Segundo Márcia, foi difícil defender a inserção de pautas indígenas nos conteúdos escolares e falar sobre o preconceito gerado por uma “cultura de apagamento da História”. A situação se intensificou quando a direção da escola passou por mudanças.
Afastamento
Além de indicar que Márcia “insistia em lecionar conteúdos indígenas”, o relatório apresenta uma sequência de situações que aconteceram ao longo dos anos classificados como “conflitos interpessoais” e “dificuldades de hierarquia”.
Uma delas foi o momento em que Márcia sugeriu que o nome da Feira Gastronômica Cultural que era realizada na escola fosse alterado para “Feira de Encontros e Saberes” considerando que o termo “gastronômico” remete à colonização. A decisão foi tomada em conjunto pelos professores.
Outra situação apontada foi quando a escola trocou a imagem de uma indígena Inca que tinha na parede da escola por uma paisagem. Márcia diz que quando viu o que havia acontecido começou a chorar.
“Aquilo para mim foi muito impactante. É como se fosse uma faca enfiada no meu coração”, conta.
O relato da direção da escola alega que a pintura estava desgastada e por isso foi substituída. Aponta também a reação da professora, ao dizer que o ato configura como etnocídio, como uma questão de conflito e dificuldade de hierarquia.
Alguns dias após o episódio, no dia 25 de agosto, Márcia foi chamada na escola e recebeu a informação de que não fazia mais parte do corpo docente.
“Foi dolorido porque foram cinco anos jogados no lixo. Todo trabalho, toda dedicação, trabalhando até doente, na maioria das vezes, até durante a pandemia eu trabalhei doente. E aí eu sou tirada assim da escola de forma abrupta e arbitrária”, lamenta.

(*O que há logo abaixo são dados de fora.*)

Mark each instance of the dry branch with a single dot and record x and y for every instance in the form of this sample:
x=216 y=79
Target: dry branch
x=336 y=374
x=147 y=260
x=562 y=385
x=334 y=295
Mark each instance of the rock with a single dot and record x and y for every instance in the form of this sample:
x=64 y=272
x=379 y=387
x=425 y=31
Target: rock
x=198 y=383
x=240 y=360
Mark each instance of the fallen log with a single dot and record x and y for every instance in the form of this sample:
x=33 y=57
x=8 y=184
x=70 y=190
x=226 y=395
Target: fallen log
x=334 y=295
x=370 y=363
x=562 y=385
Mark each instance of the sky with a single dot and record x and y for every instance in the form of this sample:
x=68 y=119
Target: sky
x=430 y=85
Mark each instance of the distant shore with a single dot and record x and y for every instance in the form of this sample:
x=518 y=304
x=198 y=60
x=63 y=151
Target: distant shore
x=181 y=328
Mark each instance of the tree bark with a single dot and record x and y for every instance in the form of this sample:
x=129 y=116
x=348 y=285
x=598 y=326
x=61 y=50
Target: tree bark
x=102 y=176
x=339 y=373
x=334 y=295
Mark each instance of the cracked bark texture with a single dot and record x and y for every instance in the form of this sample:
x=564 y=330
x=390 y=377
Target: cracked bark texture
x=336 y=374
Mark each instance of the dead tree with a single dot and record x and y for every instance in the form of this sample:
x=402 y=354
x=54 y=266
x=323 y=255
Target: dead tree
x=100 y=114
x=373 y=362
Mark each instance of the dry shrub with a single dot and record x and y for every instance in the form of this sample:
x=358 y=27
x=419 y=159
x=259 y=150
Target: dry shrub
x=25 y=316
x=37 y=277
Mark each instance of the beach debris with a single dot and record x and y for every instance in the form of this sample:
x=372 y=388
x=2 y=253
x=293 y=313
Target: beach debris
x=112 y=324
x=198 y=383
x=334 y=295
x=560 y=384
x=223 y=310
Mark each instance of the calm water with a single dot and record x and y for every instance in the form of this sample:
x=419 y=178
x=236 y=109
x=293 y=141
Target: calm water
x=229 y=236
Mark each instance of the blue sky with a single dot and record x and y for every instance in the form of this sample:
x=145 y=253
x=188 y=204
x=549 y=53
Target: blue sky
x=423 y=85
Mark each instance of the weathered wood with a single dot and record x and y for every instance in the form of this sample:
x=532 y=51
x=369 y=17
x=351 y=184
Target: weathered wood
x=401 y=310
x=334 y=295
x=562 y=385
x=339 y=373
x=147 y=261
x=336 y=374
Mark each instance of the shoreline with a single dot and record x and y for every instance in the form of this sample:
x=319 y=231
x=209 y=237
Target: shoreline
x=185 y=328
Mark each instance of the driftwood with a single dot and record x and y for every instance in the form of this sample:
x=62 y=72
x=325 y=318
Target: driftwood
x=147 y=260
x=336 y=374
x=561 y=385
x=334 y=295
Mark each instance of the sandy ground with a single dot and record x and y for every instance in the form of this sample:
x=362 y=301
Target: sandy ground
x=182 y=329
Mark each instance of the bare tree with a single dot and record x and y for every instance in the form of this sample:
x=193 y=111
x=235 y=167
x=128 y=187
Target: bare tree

Segundo a professora, a Seduc ofereceu que ela fosse remanejada para outra escola da zona urbana, condição que ela recusou. Márcia informou também que protocolou uma resposta ao relatório de devolução no Setor Regional de Educação, mas até o momento não obteve resposta.
“Eu tô sendo de vítima de etnocídio, de racismo, de perseguição política e eu não vou aceitar ser lotada em nenhuma escola na cidade sendo que eu moro lá em Nazaré e a gente tem projeto de fortalecimento cultural lá”, se posiciona.
O g1 entrou em contato com a Seduc para saber o motivo do afastamento da professora e se algum outro profissional foi designado para ocupar a vaga que ela exercia, mas até a publicação da reportagem, não obteve resposta.
Rio Madeira como ancestral Mura
De acordo com a professora Márcia, há documentos que comprovam que o povo indígena Mura ocupou as margens do rio Madeira pelo menos desde os anos 1700, e são peças fundamentais na construção da história da região.
“Para barrar a entrada dos colonizadores na Amazônia via rio Madeira, os Mura guerrearam 100 anos contra os colonizadores, de arco e flecha, de todas as estratégias de guerra Mura, e os colonizadores só conseguiram avançar na Amazônia via rio Madeira depois que eles conseguiram desarticular essa resistência Mura à base de muito genocídio, muitas mortes”, diz.
Depois da guerra, os Mura teriam se espalhado pelos arredores da região, principalmente na região da Amazônia.